С полной непринужденностью она стояла перед ним на столе, протягивая ему свою крепкую руку (руку с чуть влажной ладонью, что давно было известно и мило Укрутнику).
Он подошел. Приблизился медленно и скучливо, глубоко засунув руки в карманы. Разыгрывал из себя спокойного светского человека. А эта девица там наверху, мол, может и подождать. Он наступил на одну из ее туфель, стоявших на полу, поскользнулся и едва не преклонил колена перед Гертой (как жених). Посмотрел на ее ноги. Короткие сильные пальцы просвечивали сквозь чулок и мягко прижимались один к другому (как пирожки на противне). Потом он поднял глаза. И увидел ее лицо. Округлый полный подбородок, чувственный рот. Она улыбалась, показывая белые зубы. На ядреных ее щеках были ямочки. Глаза, устремленные на него, горели темным огнем. Что-то вдруг изменилось в ней.
— Ну, прыгай же! — сказал он и снова взглянул на нее. Он вынул руки из карманов и снизу вверх погладил ее икры, округлые и твердые.

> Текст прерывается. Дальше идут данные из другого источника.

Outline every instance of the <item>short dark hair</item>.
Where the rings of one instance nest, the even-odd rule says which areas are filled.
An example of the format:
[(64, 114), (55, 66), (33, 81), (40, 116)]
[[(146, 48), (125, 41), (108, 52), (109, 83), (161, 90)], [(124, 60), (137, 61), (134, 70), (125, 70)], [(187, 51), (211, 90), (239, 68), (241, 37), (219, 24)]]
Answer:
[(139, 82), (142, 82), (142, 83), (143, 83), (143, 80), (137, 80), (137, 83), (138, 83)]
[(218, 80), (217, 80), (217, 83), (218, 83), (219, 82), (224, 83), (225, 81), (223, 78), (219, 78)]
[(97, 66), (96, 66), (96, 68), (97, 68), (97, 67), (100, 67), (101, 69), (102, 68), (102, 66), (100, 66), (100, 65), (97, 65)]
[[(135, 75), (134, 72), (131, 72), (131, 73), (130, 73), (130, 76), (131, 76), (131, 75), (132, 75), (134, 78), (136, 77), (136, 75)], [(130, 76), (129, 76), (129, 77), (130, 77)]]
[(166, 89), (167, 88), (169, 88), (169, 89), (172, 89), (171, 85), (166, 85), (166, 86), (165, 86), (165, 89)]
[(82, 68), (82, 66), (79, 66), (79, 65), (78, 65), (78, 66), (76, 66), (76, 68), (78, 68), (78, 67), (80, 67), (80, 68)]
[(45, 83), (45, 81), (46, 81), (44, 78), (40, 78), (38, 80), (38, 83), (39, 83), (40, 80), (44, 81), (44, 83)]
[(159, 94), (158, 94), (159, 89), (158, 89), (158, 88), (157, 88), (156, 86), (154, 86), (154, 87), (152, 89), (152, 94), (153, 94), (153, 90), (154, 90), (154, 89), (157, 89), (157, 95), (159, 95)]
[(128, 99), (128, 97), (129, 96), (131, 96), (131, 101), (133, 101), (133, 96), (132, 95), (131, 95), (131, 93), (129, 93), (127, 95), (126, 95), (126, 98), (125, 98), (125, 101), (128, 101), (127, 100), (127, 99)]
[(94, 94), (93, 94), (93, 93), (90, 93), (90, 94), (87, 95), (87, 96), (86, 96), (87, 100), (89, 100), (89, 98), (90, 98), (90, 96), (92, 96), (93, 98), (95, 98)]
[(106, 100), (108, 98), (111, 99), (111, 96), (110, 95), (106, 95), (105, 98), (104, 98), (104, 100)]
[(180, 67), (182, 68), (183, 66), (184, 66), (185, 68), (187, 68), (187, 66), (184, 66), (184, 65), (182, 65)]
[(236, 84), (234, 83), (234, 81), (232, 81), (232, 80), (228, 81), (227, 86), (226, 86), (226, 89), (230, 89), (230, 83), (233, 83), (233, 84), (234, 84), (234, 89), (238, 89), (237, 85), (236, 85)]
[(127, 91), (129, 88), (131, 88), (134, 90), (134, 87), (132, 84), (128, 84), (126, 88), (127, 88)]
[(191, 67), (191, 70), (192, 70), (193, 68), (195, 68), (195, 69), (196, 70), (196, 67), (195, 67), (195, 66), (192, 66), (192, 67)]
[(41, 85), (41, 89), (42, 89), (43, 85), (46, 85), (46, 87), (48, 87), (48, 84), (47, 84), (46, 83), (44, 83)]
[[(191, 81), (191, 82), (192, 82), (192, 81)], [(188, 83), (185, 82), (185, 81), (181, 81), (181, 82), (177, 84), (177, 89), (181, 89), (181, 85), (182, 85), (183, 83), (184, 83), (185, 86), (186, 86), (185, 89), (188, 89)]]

Она сверху глянула на него и ни слова не сказала. Словно и не ждала ничего другого! С восторгом он чувствовал, как тоненькие волоски покалывают его сквозь чулок; потом его рука скользнула в подколенную впадинку, там было прелесть до чего уютно, потому что чулки образовывали мелкие складочки, и пошла выше, уже напрягшись, к верхнему краю шва. В тепле и впотьмах он внезапно ощутил ее бедра, бархатистую кожу, под которой билась жизнь, точно пойманный зверек, готовый вот-вот убежать. И вот он и вправду выскочил…

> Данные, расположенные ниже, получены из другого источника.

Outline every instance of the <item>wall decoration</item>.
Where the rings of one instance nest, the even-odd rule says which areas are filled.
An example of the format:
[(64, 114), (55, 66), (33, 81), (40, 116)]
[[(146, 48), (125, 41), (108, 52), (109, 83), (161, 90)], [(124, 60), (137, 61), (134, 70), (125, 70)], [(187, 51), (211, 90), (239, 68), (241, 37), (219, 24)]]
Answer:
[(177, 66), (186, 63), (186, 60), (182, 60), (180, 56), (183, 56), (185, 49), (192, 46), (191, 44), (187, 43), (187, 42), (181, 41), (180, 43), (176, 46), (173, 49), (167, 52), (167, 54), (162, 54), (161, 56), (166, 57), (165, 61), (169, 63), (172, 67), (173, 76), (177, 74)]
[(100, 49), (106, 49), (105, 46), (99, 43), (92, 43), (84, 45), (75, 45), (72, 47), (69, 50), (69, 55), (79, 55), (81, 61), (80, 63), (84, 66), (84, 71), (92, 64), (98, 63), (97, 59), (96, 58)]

Герта схватила Укрутника за плечи и прыгнула прямо на него. Половицы прогнулись и задрожали. В зале зазвенели и запрыгали бокалы.
Укрутника шатнуло. Он и сам не понимал, как это случилось. Она едва не сбила его с ног! А теперь прильнула к нему, громко смеясь. Может быть, над его испуганным лицом? Или оттого, что юбка у нее задралась чуть не до пояса? Она хотела ее одернуть, Герта Биндер знала, как надо держать себя. Но тут Константин Укрутник схватил ее под мышки (а в этом месте терпели фиаско даже известнейшие аптекари и химики) и мужественным жестом опрокинул на стол.

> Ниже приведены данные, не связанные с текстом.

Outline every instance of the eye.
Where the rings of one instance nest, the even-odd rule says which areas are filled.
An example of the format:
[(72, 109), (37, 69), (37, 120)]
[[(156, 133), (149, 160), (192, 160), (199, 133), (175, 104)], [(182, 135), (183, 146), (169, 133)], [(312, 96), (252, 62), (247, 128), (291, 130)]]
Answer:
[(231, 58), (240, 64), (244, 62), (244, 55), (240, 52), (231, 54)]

— Э-э-э! — сказала она, отворачивая лицо. Ее полная белая шея, вибрировавшая от смеха, казалось, припухала, извиваясь, и манила его вонзиться в нее зубами, как вонзается волк.
Она еще несколько секунд защищалась — из соображений приличия, — но, поскольку он не отпускал ее, не отступался и дышал ей в ухо горячим своим дыханием, вдруг сделалась податливой, и тогда все произошло — они поцеловались.